The sequences in the four Japanese strains were confirmed by polymerase chain reaction (PCR) with the primers listed in the Additional file 4 (= Table S3).

The Mo-related genes were in a list of "chronic gastritis-associated" genes [30], primarily because they are absent from three Amerind strains from the Athabaskan people [31]. The 5 Amerind strains analyzed in the present study are different from the three Amerind strains in this respect. This difference could reflect the later migration of the Athabaskans to the Americas [32].

Two pathways between acetyl~CoA and acetate in some Japanese strains

Our profiling revealed an important change at the center of energy and carbon metabolism related to acetyl~CoA. Two pathways connect acetyl~CoA and acetate (Figure 5A). In anaerobic fermentation, acetyl~CoA is converted into acetate by phosphoacetyl transferase (pta product) and acetyl kinase (ackA product) with generation of ATP (anaerobic pta-ackA pathway) [33]. The intermediate acetyl~P, a high-energy form of phosphate, likely serves as a global signal. Although these reactions are reversible, assimilation of acetate may be irreversibly mediated by acetyl~CoA synthetase (acoE product) by the generation of acetyl~CoA, which enters the TCA cycle to generate energy under aerobic conditions (aerobic acoE pathway).

It has been suggested that strain 26695 (hpEurope) carries a mutation in pta for the former pathway whereas strain J99 (hspWAfrica) lacks acoE for the latter [28, 34]. All European strains in this study (7/7) had at least one inactivated pta and ackA gene through a variety of mutations (Figure 5C). Two of five Amerind strains, PeCan4 and Cuz20, also had a mutated pta and ackA, whereas the other 3/5 Amerind, 2/2 African, and 3/6 hspEAsia strains had a pta and ackA intact but had a deletion of acoE. Exceptions to such apparent incompatibility between the two pathways were found for 3/4 of the Japanese strains (F16, F30 and F57), which had intact genes for both pathways (Figure 5BCD). The sequences in the four Japanese strains were confirmed (see Methods and Additional file 4 (= Table S3)).

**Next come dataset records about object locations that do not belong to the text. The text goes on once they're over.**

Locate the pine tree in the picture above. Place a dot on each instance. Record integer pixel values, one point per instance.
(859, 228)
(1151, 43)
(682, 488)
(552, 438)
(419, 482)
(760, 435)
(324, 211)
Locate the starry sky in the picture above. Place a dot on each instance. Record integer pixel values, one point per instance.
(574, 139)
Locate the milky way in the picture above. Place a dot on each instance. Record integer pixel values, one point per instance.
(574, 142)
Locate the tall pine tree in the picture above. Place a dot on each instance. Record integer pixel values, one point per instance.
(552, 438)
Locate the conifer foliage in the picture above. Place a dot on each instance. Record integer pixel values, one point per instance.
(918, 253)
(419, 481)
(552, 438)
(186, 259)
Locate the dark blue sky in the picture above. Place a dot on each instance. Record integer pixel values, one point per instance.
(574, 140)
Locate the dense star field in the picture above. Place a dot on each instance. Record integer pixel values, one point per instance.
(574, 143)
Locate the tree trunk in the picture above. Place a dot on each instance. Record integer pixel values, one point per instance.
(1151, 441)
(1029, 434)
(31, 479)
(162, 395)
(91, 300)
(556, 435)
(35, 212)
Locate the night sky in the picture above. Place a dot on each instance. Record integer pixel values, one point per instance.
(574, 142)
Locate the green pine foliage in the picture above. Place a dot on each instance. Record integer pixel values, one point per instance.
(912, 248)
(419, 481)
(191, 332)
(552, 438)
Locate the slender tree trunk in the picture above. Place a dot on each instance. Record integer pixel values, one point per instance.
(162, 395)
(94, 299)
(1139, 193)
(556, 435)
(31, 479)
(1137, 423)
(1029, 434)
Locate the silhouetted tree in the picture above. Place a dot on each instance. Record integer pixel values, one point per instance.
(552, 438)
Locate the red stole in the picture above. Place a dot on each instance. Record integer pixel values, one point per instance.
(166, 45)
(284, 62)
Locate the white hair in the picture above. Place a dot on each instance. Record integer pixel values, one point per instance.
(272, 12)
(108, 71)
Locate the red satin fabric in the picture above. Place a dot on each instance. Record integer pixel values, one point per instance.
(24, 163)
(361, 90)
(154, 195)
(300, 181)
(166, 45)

A gene for an amino acid utilization

An ortholog of jhp0585 in J99 is absent from 26695 [2]. An ortholog is present in the six other hpEurope strains and both hspWAfrica strains, but absent from all hpEastAsia strains (hspEAsia and hspAmerind) (Additional file 2 (= Table S1)). It encodes a homolog of 3-hydroxy-isobutyrate dehydrogenase and the related beta-hydroxyacid dehydrogenase (COG2084). The 3-hydroxy-isobutyrate dehydrogenase degrades the branched-chain amino acid valine. H. pylori requires branched amino acids for growth. It is not known what the substrates or products of reactions catalyzed by this gene product are, or the biological relevance of its distribution.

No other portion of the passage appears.